Ethan didn’t understand why he was laughing. He didn’t have the strength to lift his head and look at that laughing man.
“Boy! Listen to me carefully because I won’t repeat it more than once” he began. The man faced him by bending his knees and placing his forearms on them. “Name’s Deniz, I come from Al-Fedar. I’ve a ship of my own and a proposal for you. Tell me, do you want a house? A family? Do you want to go to sea? You’ll venture to places you have never seen, you’ll experience cultures, foods and legends that you have no idea exist. You’ll risk death from storms, pirates and merfolk at sea, bandits, thieves and beasts on land.

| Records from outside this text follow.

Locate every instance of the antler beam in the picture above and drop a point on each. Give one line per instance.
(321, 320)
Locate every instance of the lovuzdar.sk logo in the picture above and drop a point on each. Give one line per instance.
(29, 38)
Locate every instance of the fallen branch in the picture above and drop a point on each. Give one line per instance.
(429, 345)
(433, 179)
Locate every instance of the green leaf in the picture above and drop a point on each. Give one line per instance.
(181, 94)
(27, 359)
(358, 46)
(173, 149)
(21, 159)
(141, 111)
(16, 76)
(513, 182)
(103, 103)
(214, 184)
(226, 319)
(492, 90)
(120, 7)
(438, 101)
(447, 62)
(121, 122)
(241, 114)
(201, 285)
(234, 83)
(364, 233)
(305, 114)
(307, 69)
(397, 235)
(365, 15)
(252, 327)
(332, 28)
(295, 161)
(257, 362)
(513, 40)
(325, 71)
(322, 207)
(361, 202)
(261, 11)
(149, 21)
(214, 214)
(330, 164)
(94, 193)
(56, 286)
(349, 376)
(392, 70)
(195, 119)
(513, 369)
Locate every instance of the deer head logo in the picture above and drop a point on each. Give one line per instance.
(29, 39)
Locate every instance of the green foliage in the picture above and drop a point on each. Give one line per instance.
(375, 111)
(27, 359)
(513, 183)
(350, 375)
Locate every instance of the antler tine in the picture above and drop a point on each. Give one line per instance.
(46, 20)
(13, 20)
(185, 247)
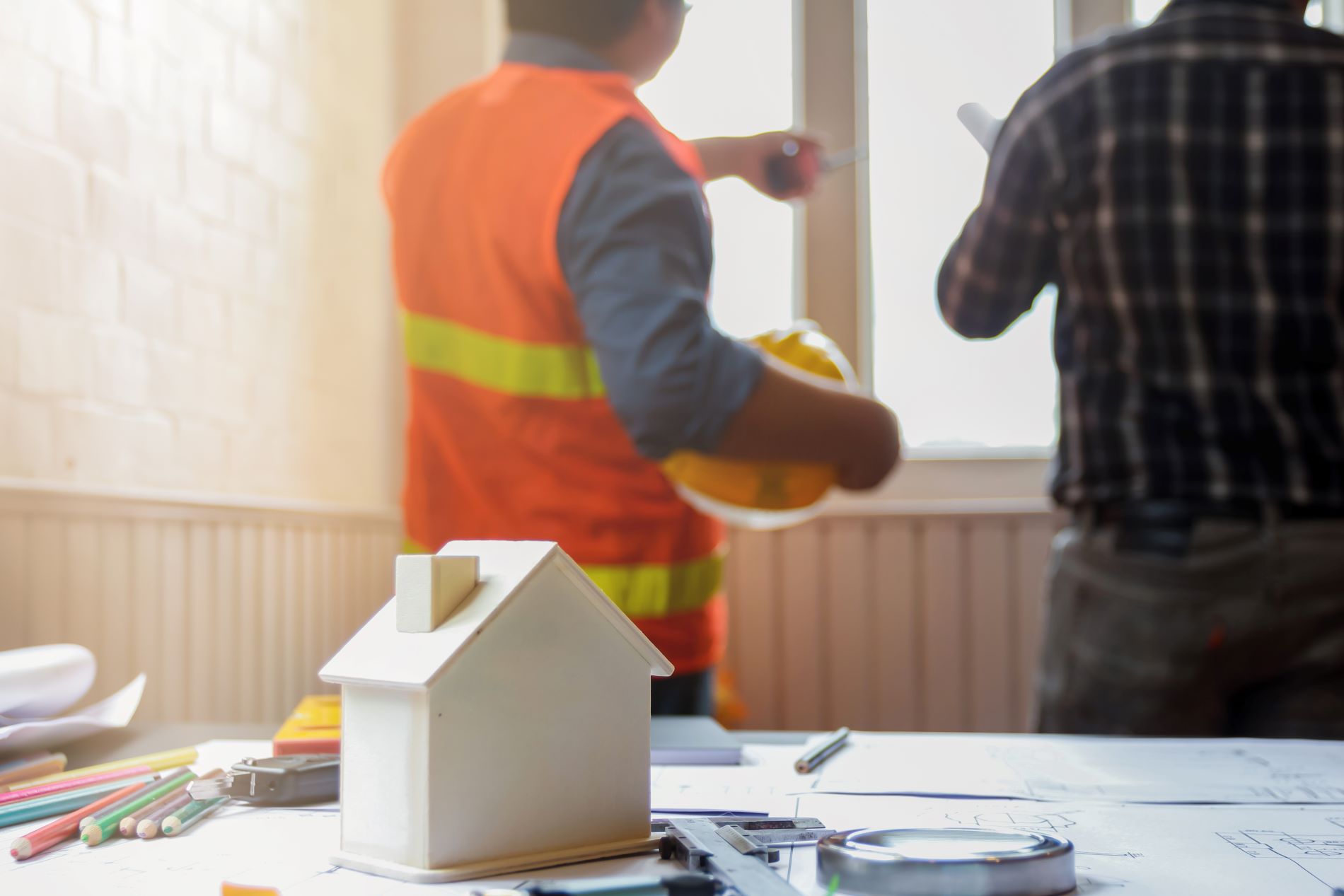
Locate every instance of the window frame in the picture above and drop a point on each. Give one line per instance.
(833, 235)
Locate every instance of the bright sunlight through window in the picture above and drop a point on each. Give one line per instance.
(925, 61)
(733, 74)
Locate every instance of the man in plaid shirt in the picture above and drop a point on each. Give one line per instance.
(1183, 185)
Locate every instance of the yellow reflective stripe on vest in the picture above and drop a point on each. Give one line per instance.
(527, 370)
(647, 590)
(659, 588)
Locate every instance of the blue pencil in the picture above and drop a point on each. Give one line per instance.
(64, 802)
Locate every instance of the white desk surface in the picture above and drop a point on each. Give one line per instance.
(1290, 842)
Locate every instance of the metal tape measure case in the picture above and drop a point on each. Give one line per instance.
(946, 861)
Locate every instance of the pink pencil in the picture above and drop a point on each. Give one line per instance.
(74, 784)
(64, 828)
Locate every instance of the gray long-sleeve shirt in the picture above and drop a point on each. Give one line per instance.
(636, 250)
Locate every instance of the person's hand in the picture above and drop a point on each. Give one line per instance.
(780, 164)
(875, 455)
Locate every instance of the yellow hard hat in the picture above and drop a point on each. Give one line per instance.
(766, 494)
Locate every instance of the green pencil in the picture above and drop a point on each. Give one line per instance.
(188, 815)
(104, 825)
(62, 802)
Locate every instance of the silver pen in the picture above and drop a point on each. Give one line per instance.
(813, 758)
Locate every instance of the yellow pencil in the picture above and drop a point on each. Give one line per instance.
(156, 761)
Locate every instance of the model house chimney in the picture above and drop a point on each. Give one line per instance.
(429, 588)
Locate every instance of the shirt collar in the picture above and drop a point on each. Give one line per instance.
(1284, 6)
(550, 52)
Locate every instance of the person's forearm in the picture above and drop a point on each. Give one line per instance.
(789, 418)
(721, 156)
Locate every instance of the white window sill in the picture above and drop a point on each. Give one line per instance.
(975, 484)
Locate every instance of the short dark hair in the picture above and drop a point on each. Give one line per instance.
(593, 23)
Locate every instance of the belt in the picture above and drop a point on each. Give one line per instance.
(1169, 512)
(1166, 527)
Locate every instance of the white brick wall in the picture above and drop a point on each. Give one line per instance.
(194, 286)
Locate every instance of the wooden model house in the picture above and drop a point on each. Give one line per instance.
(495, 719)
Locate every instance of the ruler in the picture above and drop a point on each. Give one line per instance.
(709, 845)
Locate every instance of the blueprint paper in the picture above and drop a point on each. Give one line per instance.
(1097, 769)
(113, 712)
(43, 682)
(761, 785)
(981, 125)
(1130, 849)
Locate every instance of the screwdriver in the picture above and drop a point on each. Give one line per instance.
(782, 173)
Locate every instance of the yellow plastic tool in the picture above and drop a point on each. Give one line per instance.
(766, 494)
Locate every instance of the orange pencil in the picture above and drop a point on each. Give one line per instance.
(64, 828)
(28, 767)
(71, 784)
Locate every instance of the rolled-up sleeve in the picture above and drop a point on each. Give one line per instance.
(1006, 253)
(635, 248)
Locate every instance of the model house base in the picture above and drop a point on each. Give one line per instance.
(497, 867)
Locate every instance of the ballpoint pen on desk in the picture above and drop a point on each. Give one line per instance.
(819, 754)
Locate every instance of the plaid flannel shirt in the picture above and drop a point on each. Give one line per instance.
(1183, 185)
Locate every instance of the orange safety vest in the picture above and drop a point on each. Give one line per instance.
(510, 431)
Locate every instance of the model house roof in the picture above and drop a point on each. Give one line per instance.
(381, 655)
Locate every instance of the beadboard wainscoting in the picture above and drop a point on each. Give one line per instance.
(896, 619)
(893, 621)
(230, 606)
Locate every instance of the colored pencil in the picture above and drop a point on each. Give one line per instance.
(35, 766)
(121, 803)
(156, 761)
(64, 828)
(148, 827)
(104, 825)
(59, 803)
(74, 784)
(129, 827)
(190, 815)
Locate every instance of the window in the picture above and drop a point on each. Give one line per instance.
(721, 83)
(1144, 11)
(925, 61)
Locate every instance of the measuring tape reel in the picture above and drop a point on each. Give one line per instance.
(946, 861)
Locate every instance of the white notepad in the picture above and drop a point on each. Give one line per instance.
(691, 740)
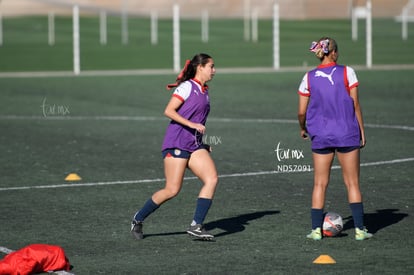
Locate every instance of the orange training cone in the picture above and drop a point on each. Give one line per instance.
(72, 177)
(324, 259)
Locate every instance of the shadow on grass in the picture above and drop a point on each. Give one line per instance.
(229, 225)
(236, 224)
(377, 221)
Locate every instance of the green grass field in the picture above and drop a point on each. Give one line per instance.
(109, 129)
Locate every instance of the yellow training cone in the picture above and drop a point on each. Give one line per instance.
(324, 259)
(72, 177)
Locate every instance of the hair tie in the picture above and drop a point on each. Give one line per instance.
(180, 75)
(323, 45)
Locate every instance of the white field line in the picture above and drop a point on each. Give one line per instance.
(240, 70)
(152, 118)
(245, 174)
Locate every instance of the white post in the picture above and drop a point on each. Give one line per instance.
(404, 22)
(51, 27)
(354, 22)
(255, 24)
(124, 23)
(369, 33)
(1, 30)
(76, 51)
(247, 20)
(102, 28)
(276, 38)
(154, 28)
(176, 37)
(204, 26)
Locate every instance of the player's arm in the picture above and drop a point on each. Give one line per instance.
(171, 112)
(303, 105)
(358, 112)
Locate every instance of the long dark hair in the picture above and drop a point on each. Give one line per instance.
(190, 69)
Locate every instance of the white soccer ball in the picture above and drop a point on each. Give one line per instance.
(332, 224)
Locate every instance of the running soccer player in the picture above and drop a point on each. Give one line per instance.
(183, 145)
(330, 113)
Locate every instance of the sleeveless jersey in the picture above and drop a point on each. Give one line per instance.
(330, 117)
(195, 107)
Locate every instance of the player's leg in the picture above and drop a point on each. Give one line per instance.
(350, 164)
(174, 169)
(322, 167)
(202, 165)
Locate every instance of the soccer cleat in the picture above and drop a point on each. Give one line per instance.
(136, 229)
(362, 234)
(315, 235)
(199, 232)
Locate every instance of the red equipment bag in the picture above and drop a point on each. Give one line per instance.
(34, 258)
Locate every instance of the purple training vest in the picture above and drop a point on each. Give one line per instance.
(330, 117)
(196, 109)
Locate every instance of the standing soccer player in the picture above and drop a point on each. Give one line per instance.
(183, 145)
(329, 112)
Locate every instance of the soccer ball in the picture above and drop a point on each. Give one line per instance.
(332, 224)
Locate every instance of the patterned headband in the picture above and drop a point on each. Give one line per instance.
(323, 44)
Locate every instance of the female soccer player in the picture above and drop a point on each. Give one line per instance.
(330, 113)
(183, 146)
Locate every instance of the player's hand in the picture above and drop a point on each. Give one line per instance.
(304, 134)
(199, 127)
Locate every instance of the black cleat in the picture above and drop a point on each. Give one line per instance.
(136, 230)
(199, 232)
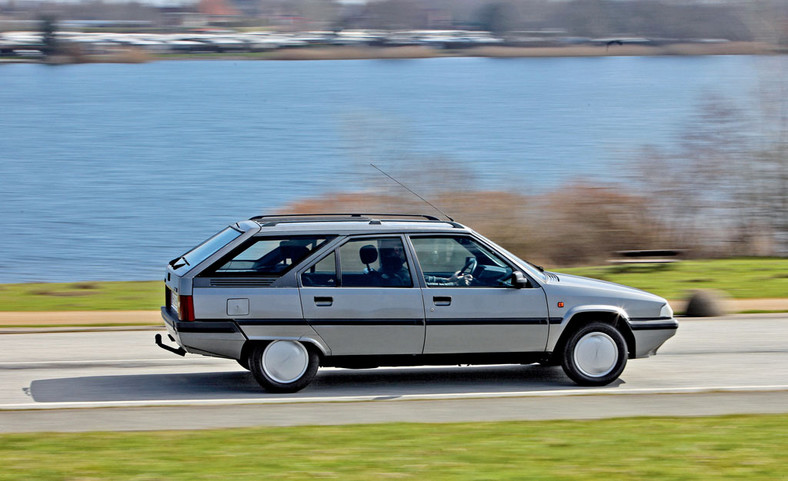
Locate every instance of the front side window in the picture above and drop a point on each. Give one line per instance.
(266, 257)
(460, 262)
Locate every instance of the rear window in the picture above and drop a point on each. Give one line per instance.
(205, 250)
(266, 256)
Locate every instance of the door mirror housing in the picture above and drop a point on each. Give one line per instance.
(519, 280)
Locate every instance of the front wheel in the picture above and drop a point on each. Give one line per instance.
(595, 355)
(283, 366)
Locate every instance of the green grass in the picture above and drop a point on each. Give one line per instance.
(741, 278)
(82, 296)
(728, 447)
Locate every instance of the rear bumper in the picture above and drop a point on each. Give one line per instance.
(210, 338)
(650, 334)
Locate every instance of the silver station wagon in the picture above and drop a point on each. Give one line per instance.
(286, 294)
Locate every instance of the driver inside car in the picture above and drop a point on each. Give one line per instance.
(461, 278)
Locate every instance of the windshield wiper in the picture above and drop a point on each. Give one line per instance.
(174, 262)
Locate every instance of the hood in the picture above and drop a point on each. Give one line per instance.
(569, 280)
(577, 291)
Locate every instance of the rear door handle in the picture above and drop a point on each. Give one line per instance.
(324, 301)
(441, 300)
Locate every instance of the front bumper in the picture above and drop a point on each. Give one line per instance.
(651, 334)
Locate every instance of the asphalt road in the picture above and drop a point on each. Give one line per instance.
(119, 380)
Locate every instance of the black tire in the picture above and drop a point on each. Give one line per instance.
(594, 355)
(283, 366)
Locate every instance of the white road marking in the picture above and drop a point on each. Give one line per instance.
(404, 397)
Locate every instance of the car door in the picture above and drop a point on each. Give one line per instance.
(362, 299)
(482, 314)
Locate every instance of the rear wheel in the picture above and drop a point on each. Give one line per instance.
(283, 366)
(595, 355)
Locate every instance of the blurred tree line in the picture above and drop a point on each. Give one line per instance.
(761, 20)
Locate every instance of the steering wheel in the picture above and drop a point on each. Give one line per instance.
(469, 267)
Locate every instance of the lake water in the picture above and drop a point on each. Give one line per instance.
(107, 171)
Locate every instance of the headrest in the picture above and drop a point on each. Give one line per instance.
(368, 254)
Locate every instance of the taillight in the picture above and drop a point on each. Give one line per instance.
(185, 308)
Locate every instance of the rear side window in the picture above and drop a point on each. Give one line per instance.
(204, 250)
(266, 256)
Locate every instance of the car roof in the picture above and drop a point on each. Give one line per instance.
(354, 223)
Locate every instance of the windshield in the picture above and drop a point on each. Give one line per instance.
(204, 250)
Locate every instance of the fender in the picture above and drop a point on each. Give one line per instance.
(576, 315)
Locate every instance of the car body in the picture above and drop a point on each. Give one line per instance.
(283, 295)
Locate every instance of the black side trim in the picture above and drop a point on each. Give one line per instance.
(655, 326)
(487, 322)
(366, 322)
(355, 362)
(644, 319)
(213, 327)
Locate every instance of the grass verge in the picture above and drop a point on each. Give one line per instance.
(740, 278)
(82, 296)
(729, 447)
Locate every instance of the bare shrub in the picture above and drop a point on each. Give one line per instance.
(574, 225)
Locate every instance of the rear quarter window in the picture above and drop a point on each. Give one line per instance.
(265, 256)
(203, 251)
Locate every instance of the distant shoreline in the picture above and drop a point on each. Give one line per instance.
(134, 55)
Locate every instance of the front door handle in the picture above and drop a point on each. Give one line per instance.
(441, 300)
(324, 301)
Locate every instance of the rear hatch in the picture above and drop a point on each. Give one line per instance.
(178, 283)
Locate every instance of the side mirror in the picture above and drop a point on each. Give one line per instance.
(519, 280)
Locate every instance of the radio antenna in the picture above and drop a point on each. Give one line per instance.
(409, 190)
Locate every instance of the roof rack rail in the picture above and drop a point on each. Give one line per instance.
(274, 219)
(352, 215)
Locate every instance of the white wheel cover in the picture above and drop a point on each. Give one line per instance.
(285, 361)
(596, 354)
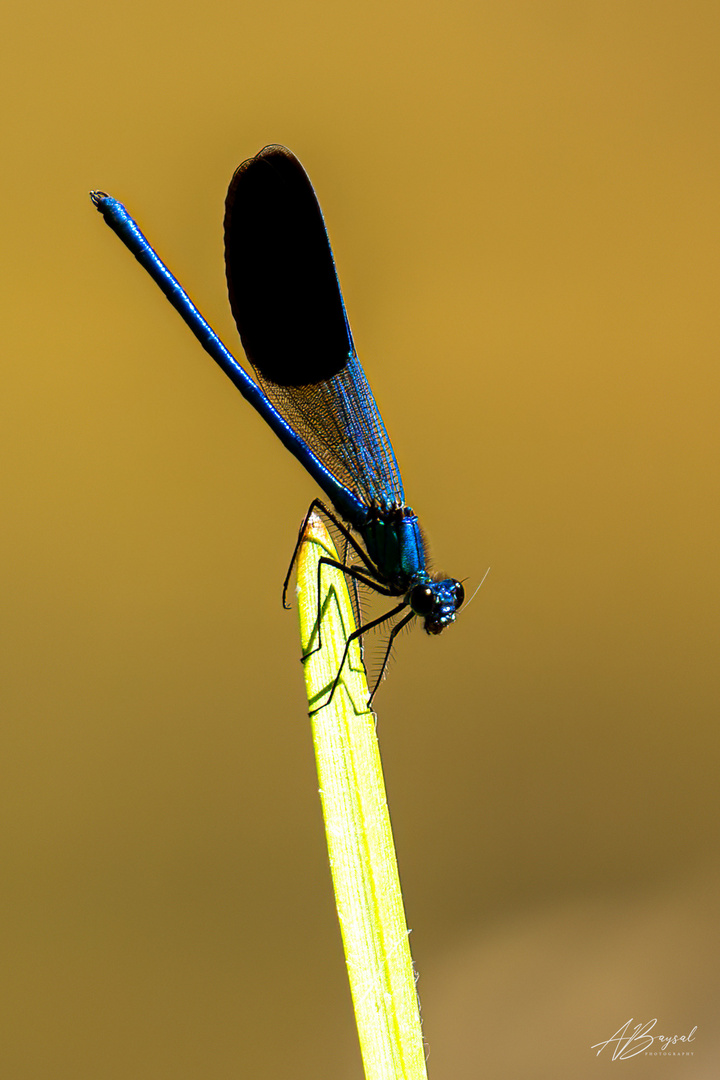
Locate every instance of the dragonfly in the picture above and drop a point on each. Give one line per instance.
(310, 387)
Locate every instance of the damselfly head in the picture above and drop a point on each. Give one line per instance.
(436, 603)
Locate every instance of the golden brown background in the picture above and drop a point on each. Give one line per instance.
(522, 199)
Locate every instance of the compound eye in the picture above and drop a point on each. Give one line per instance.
(422, 599)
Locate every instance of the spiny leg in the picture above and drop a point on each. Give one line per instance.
(349, 538)
(355, 634)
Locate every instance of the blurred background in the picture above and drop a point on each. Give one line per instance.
(522, 200)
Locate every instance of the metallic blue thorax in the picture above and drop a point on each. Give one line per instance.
(394, 543)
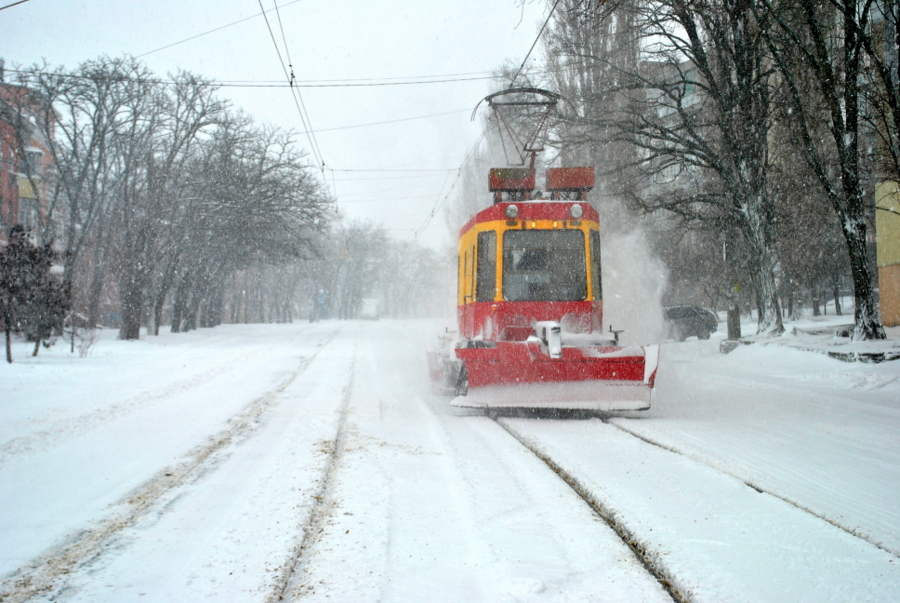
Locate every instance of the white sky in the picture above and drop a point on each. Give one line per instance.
(327, 40)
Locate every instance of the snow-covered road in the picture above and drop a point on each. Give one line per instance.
(311, 462)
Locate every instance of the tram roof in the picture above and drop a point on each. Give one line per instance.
(532, 210)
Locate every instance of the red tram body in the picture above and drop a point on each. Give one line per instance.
(530, 305)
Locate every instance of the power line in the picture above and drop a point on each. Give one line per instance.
(441, 170)
(200, 35)
(13, 4)
(294, 94)
(440, 202)
(410, 80)
(362, 85)
(391, 121)
(544, 26)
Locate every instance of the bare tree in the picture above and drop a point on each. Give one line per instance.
(819, 49)
(695, 111)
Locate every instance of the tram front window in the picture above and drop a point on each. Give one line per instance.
(544, 265)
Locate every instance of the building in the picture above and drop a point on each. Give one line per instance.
(26, 164)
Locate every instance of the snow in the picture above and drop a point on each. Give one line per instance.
(312, 461)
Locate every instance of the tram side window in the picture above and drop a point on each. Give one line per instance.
(544, 265)
(486, 278)
(596, 275)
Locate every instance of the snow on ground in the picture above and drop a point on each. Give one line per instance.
(201, 465)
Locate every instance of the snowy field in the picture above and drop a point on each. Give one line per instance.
(312, 462)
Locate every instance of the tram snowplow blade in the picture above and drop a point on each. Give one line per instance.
(524, 375)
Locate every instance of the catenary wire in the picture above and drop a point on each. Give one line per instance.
(303, 117)
(13, 4)
(543, 27)
(200, 35)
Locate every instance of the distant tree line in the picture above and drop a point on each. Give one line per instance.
(168, 205)
(759, 128)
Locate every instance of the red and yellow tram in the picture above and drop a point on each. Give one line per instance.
(530, 305)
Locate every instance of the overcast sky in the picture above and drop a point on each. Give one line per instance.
(326, 40)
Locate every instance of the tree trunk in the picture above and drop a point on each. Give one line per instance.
(867, 323)
(6, 331)
(132, 304)
(836, 293)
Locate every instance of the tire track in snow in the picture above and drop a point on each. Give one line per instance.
(607, 514)
(286, 585)
(45, 575)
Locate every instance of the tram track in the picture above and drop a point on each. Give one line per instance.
(46, 574)
(617, 494)
(758, 488)
(605, 512)
(322, 505)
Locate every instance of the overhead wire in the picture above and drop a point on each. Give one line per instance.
(365, 82)
(471, 154)
(314, 148)
(200, 35)
(533, 44)
(13, 4)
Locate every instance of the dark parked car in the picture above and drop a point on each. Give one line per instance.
(687, 321)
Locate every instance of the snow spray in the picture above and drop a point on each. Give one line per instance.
(634, 279)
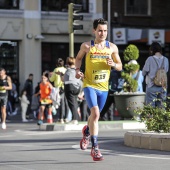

However, you won’t miss the moist warmth of wooden planks you can call home, food, beer and rum, or a group to call family. So, tell me, boy. Do you want to join us?”
“Ahrr! Are you sure, Deniz?” someone else asked.
Ethan grunted.
Deniz grabbed the little skeleton firmly. “I like you, boy. You’ve the right spirit. Can you tell me your name? If you have one” said the bearded giant with a smile as, in the company of a man with a long black moustache, he carried him in his arms out of the dark alley of his life.
Ethan tried as hard as he could and stammering in a hoarse, almost absent voice, he finally made it: “E-Eth-Ethan.”
“I knew the story of an Ethan. Good name that one. But you don’t look like him to me. You are scrawny while he was a brave hero. Got it! You will be Ethan, yes. But Ethan the Scrawny” he concluded even more smiling, while the child began to glimpse a large green sailing ship. On one side the name stood out in gold: TIBURON.